On the other hand, Reaves, who went undrafted in 2021, could receive offers as high as $100 million over four years from suitors in restricted free agency this summer.
The ancillary major changes instituted in the CBA also created an opportunity for draft-eligible high schoolers or college players who signed with professional leagues like the G League, NBL, or Overtime Elite and were thrust into the draft whether they wanted to be there or not. In the past Ignite one-and-done players such as Jalen Green, LaMelo Ball, and Dyson Daniels were drafted early so this didn’t affect them. Unfortunately, this created complications for teenage prospects whose draft stock plunged but were unable to stick around for a second season, and slipped through the cracks undrafted.
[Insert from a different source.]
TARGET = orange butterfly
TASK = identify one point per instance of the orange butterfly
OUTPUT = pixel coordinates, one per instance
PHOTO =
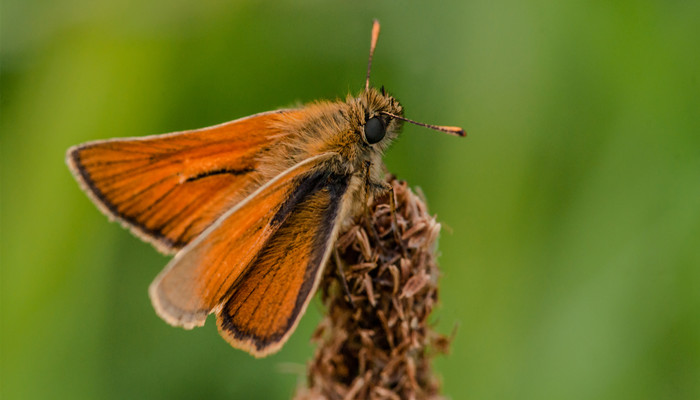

In 2021, five-star prospect Daishen Nix was forced into the draft after one season with the Ignite and met that fate. Under the new CBA, Nix could have kept his name out of the draft for at least another season. By patching up this loophole, the league anticipates it will make their invisible developmental program more appealing than the NIL-NCAA route where players are able to retain their draft eligibility for multiple seasons.
Both amendments benefit the league office by propping up the NBA’s G League Ignite program and their annual Draft Combine, but the NBPA got squeezed. They’d be much better off digging in their heels and spending the next few years between CBA negotiations creating an Andy Dufresne-sized hole for players willing to take the risk and burrow out of the draft.